# Ein Zufallsweg bzw. Weg in einer 2dim Matrix finden.



## 23 (28. Apr 2011)

Hallo,

ganz einfach:

Ich habe eine 2dim int Matrix, bei der alle Felder erstmal 0 sind. Ziel ist es von einem Punkt A zu einem Punkt B zugelangen. Ein gültiger Schritt in einem Weg wird durch den Wert 1 innerhalb eines Indexes repräsentiert, also z.B. auf (6,6) = 1.

Bestimmte Felder werden mit -1 belegt, -1 bedeutet hier darf kein Schritt vollführt werden, d.h. also hier kann keine 1 gesetzt werden.

Ein Feld der Matrix hat im idealen Fall 9 Nachbarfelder und diese dürfen als nächster Schritt erhalten.
*EDIT*
Nur 4 Nachbarn, digonal ist uninteressant!

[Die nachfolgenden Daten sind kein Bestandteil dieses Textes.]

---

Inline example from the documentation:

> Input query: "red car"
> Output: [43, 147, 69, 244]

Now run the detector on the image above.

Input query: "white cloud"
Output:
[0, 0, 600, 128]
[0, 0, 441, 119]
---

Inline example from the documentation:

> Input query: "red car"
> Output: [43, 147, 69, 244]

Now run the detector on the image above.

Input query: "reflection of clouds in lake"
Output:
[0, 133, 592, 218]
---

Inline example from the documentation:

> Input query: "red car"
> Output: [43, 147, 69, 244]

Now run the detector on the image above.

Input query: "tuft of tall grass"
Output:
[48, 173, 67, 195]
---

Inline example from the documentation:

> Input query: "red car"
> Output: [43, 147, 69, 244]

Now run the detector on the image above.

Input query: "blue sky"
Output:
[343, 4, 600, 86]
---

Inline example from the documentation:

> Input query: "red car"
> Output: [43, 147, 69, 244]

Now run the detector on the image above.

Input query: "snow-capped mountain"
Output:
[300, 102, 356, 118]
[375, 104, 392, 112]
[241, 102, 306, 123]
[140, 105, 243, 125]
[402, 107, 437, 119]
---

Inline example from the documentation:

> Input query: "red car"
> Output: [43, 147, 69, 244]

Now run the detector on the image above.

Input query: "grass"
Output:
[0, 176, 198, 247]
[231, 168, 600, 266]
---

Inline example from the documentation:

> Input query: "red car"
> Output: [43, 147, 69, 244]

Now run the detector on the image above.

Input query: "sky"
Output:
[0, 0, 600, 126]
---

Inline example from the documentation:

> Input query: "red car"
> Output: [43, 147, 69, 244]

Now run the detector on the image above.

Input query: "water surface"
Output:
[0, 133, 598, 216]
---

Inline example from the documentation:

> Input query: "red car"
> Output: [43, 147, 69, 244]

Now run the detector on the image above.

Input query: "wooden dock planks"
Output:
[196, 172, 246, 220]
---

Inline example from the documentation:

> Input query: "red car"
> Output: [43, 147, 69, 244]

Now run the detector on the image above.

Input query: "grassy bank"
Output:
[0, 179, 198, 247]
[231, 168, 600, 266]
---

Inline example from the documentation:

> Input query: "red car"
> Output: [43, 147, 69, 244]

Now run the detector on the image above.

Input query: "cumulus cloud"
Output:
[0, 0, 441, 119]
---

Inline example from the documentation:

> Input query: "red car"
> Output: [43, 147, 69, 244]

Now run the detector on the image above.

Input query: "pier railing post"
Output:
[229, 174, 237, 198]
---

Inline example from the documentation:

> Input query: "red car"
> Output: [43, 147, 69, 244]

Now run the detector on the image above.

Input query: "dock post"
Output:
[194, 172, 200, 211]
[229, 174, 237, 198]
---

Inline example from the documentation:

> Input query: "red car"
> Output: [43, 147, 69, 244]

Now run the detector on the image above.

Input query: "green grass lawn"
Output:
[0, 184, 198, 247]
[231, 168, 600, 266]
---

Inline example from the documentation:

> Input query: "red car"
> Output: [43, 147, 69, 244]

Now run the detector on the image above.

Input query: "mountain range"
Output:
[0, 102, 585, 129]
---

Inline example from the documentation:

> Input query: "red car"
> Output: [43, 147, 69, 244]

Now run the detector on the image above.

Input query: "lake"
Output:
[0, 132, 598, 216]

Also wenn ich von (0,0) starte setz ich 1 in (0,0) und dann z.B. 1 in (0,1) danach 1 in (0,2) und wenn bei (0,3) das Ziel ist wäre ich da und ein Weg wäre gefunden.

Ich möchte nun von einem Punkt (5,5) zu (56,87) kommen. Wie implementiert man sowas?

Ich hoffe hier versteht was ich möchte, ich habe noch nichts implementiert...


```
package matrix;

public class Matrix {

	/** 4 rows and 7 columns **/
	private int [][] matrix = {
			{0,0,0,0,-1,0,0},
			{0,-1,0,0,0,0,0},	
			{0,-1,0,0,0,-1,0},	
			{0,0,-1,0,0,0,0},	
	};
	
	private int startRow;
	private int startColumn;
	
	private int targetRow;
	private int targetColumn;
	
	public Matrix() {
		
		startRow = 0;
		startColumn = 0;
		
		targetRow = 3;
		targetColumn = 6;
		
	}
	
	public static void main(String[] args) {
		

	}

}
```


----------



## andiv (28. Apr 2011)

Für das Finden von kürzesten Wegen in Graphen gibt es den Algorithmus von Dijkstra und den A*-Algorithmus. Beide werden ausführlich in der Wikipedia beschrieben. Für einen zufälligen Weg kenn ich jetzt keinen fertigen Algorithmus, aber eventuell lässt sich einer der genannten leicht modifizieren um ein Zufallselement mit reinzubringen.


----------



## 23 (28. Apr 2011)

Hi,

kenne diesen Algo und der bringt hier nichts. Es geht nicht um den kürzesten Weg sondern um irgendein Weg.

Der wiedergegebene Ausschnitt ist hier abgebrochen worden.